Sin duda había un ruido extraño en la línea. Kelso oía su propia voz con demasiado retraso para ser eco. «Pero a lo mejor es algo enorme», se oyó decir.

—No quiero hablar de eso por teléfono.

—¿Que no quieres hablar de eso por teléfono…? No, claro. ¿Y sabes por qué? Porque es el mismo rollo de mierda de siempre…

—Espera, Maggie. ¿Oyes mi voz con eco?

—… y Adelman te ofrece un trabajo como es debido, pero claro, no lo quieres porque significa enfrentarte a…

—¿Oyes mi voz con eco?

—… a tus responsabilidades…

Kelso, silenciosamente, colgó. Se quedó mirando el auricular mordisqueándose el labio, se echó hacia atrás y encendió otro cigarrillo. Stalin, como saben, era despreciativo con las mujeres.

Creía que la idea de una mujer inteligente era una contradicción.
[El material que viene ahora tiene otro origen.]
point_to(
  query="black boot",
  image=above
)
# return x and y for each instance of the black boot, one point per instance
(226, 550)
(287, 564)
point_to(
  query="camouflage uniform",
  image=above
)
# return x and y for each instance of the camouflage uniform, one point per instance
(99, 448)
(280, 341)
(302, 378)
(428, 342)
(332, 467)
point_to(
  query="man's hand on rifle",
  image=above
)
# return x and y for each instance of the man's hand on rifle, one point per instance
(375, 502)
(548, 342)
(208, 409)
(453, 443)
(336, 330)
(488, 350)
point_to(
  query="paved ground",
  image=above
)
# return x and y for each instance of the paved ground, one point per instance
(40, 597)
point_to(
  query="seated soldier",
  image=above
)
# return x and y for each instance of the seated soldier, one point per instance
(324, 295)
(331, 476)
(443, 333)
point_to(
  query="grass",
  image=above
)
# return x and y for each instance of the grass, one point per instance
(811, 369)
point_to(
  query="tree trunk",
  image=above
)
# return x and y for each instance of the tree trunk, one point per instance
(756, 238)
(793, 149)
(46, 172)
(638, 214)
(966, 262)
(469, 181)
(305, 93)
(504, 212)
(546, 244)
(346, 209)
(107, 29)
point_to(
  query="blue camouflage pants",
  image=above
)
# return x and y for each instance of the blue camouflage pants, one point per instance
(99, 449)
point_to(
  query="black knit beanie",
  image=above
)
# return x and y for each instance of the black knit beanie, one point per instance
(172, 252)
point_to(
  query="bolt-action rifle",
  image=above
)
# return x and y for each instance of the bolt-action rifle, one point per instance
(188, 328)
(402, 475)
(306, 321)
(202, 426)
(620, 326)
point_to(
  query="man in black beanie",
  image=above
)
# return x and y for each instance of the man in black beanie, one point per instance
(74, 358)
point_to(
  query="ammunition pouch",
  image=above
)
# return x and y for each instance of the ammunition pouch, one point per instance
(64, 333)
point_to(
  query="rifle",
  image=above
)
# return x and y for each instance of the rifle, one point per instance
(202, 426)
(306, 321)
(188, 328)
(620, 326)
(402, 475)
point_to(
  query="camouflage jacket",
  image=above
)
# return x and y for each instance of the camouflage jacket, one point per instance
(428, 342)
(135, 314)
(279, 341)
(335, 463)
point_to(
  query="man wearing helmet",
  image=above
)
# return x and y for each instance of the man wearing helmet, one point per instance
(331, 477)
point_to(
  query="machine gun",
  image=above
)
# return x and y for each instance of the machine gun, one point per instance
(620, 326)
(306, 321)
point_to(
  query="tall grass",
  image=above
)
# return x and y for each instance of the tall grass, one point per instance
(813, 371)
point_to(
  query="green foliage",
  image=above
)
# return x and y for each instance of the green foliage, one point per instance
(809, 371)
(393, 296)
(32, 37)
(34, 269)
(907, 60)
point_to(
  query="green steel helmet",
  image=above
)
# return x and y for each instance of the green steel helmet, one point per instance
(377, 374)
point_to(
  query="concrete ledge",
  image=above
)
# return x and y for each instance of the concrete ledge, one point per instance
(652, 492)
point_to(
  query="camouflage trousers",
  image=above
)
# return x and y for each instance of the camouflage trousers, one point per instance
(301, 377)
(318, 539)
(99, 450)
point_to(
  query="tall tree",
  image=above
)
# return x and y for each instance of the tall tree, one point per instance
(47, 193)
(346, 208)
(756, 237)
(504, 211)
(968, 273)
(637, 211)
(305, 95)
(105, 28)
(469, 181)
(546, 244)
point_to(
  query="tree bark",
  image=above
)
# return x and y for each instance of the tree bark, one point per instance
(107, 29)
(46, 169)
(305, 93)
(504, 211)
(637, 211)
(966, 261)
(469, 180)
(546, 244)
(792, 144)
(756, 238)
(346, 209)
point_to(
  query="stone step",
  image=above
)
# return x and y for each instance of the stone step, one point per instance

Las llamaba «arenques con ideas». De la esposa de Lenin, Nadezhda Krupskaia, le dijo una vez a Molotov: «Quizá usa el mismo lavabo que Lenin, pero eso no significa que sepa nada de leninismo.» Tras la muerte de Lenin, Krupskaia pensaba que su condición de viuda del gran hombre la protegería de las purgas de Stalin, pero éste la desengañó. «Si no cierras la boca —le dijo—, haremos que el Partido consiga una nueva viuda de Lenin.»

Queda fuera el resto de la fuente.